Als potenzielle Käufer fallen in der Branche regelmässig die Namen Credit Suisse (CS) und Julius Bär. Für erstere dürfte ABN Amro allerdings ein zu kleiner Fisch sein, zumal die CS über die Anstellung von Kundenberatern in den vergangenen zwölf Monaten auf eine andere Art und Weise stark gewachsen ist, und ohne dabei absorbierende Integrationskosten tragen zu müssen, die eine Übernahme mit sich bringt.

Rasche Integration möglich, aber...

Im Gegensatz dazu liebäugelt Julius-Bär-Chef Boris Collardi immer wieder mit Übernahmen. Mit Ian Pollock, der derzeit als Regionalchef im Private Banking von ABN Amro in Nordasien (Hongkong) amtet, sitzt bei den Holländern jemand an einer Schaltstelle, der auch Julius Bär kennt, arbeitete er doch in vergleichbarer Funktion von 2009 bis 2011 bei den «Bären». Ihm traut die Branche durchaus zu, ABN Amro rasch in die Zürcher Privatbank integrieren zu können.

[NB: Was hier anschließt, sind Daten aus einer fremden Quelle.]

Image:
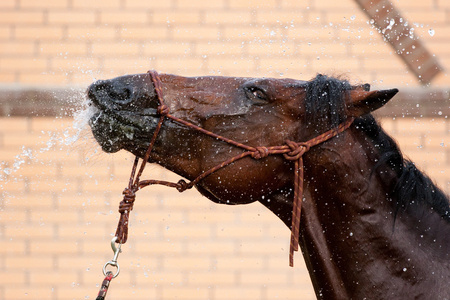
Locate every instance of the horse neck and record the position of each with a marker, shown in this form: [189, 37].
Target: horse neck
[352, 242]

Doch letztlich bringen solche, relativ kleinen Deals den Schweizer Banken in Asien herzlich wenig. Sie sind bereits zu gut eingeführt und bisweilen auch höchst erfolgreich, wie es das Beispiel der LGT zeigt. Aktuell verwaltet das liechtensteinische Institut knapp 25 Milliarden Franken an Kundengeldern und ist profitabel. Eine Akquisition wäre sicherlich teuer und mit einem hohen Integrationsrisiko verbunden.

Wer nicht organisch wachsen kann

Daraus lässt sich folgern: Private-Banking-Akquisitionen in Asien sind vor allem etwas für Banken, die nicht organisch wachsen können. Diese Institute sind bereit, sehr viel zu bezahlen und treiben so die Preise nach oben.

Vor allem die lokalen Häuser, die seit einigen Jahren das Private Banking zu einer ihrer Kernkompetenzen erkoren haben, mischen in diesem Bieterwettbewerb eifrig mit, wie es das Beispiel der grössten Singapurer Bank DBS gezeigt hat, die das Asien-Geschäft der Société Générale übernahm – möglicherweise überteuert, wie in der Branche zu hören ist. In die selbe Richtung geht auch die Übernahme von Barclays Asia durch die OCBC-Tochter Bank of Singapore.

Im Zuge der weiteren Konsolidierung in Asien dürften die Schweizer Banken wohl eher an der Seitenlinie verharren; selbst die sonst recht übernahmefreudige UBP wird sich in Zurückhaltung üben, muss sie doch vorerst die Integration von Coutts verdauen, wie UBP-Chef Guy de Picciotto auch gegenüber finews.ch verschiedentlich erklärte.

Greift Schroders zu?

Als ernsthafter Kandidat für eine Übernahme in Asien gilt Cazenove Capital Management. Dabei handelt es sich um den Vermögensverwaltungsarm des britischen Schroders-Konzerns. Das Unternehmen erwarb kürzlich das Private-Banking-Geschäft von Grossbritanniens ältester Bank C. Hoare & Co in London und möchte weiter zulegen.

In Asien hat im vergangenen Sommer der frühere Credit-Suisse-Banker Simon Lints die Leitung von Cazenove übernommen; offenbar soll er die volle Unterstützung von Cazenove-CEO Andrew Ross für den weiteren Ausbau des Geschäfts geniessen.